In fact, this poses some problems for the new sins. While the original sins were at the roots of behaviour, the new sins are the ends. In moral philosophy, that's the difference between a deontological approach and a consequentialist approach.

So in the old school sins, you're heading off immoral behaviour at the pass by constricting it at its source. You're not getting into squabbles over whether eating 4 or 14 hot dogs is bad - it's the desire to scoff that's frowned upon.

In the new school, what happens if you work in the tax department for a government with particularly draconian taxation laws? You might - through no intention of your own - be responsible for social injustice. Then you die and BAM - you're in Hell.

Which raises another issue: law. Apparently consuming drugs is now a sin. Yet Catholics are partial to a glass of wine from liturgy to liturgy. Alcohol is a drug, but evidently consuming it isn't a sin. So which drugs are sinful? And here's the rub.

If the Vatican declares that only illegal drugs are sinful, then they're conflating morality with justice.

And, as every student in first year philosophy of morality learns, they're very different things; it's not immoral do break the law.

This is because you can have immoral laws - such as ones that permit cruelty or unnecessary pain - and it could be argued that it's an individual's moral imperative to disobey those laws. In fact, morality needs to be the big brother of justice in order for justice to be kept on track and to give it its meaning.

Furthermore, another cruical departure between morality and justice is that the former has some aspect of universality to it, while the latter can be localised or contingent. For example, if murder is morally disallowed, then it is disallowed everywhere. Yet if driving on the right side of the road is disallowed in the law in Australia, that doesn't prevent it from being permissible elsewhere.

Laws alone don't morals make.

So here we have the Vatican telling us that whatever drug policy our present government happens to come up with is setting the moral standard of the day. And by that reasoning, if the government legalised marijuana, heroin and cocaine, then these wouldn't be sinful substances.

Confused, at best.

And then there's "morally debatable experiments". I thought the point of being "debatable" was that there were points of contention that should be discussed, reviewed, analysed and scrutinised. Not banned without debate. To call something with an uncertain moral status automatically morally impermissible is banal.

So while I support raising awareness of serious social issues like social injustice, environmental damage and the moral implications of science, the Vatican's recent approach wouldn't get a passing mark in a first year moral philosophy paper.
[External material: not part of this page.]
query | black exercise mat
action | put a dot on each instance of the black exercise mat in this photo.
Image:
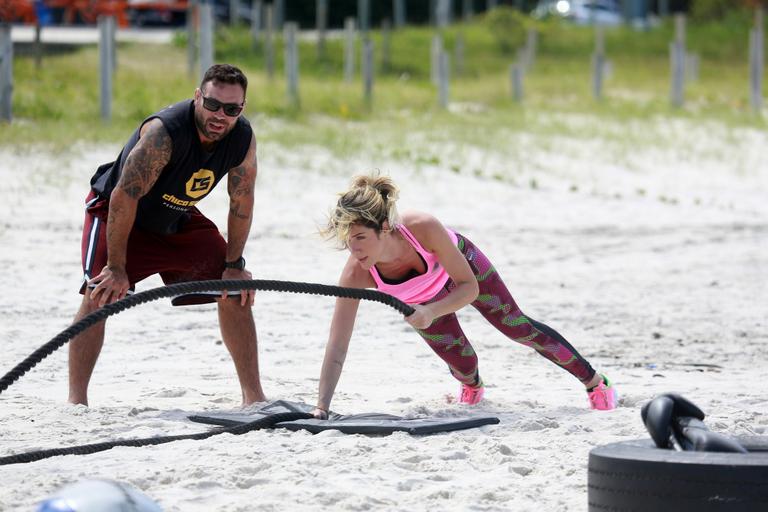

Are these the ones we want dictating morality to a billion-odd people?

And while talking about social injustice and environmental degradation, what about the impact of millions of unwanted children on the world - and the corresponding misery brought on by poverty when they can't be properly cared for - caused by the Vatican banning contraception?

That said, the more inane the church gets, the more it will encourage people to question it - and questioning is always a virtue in my books.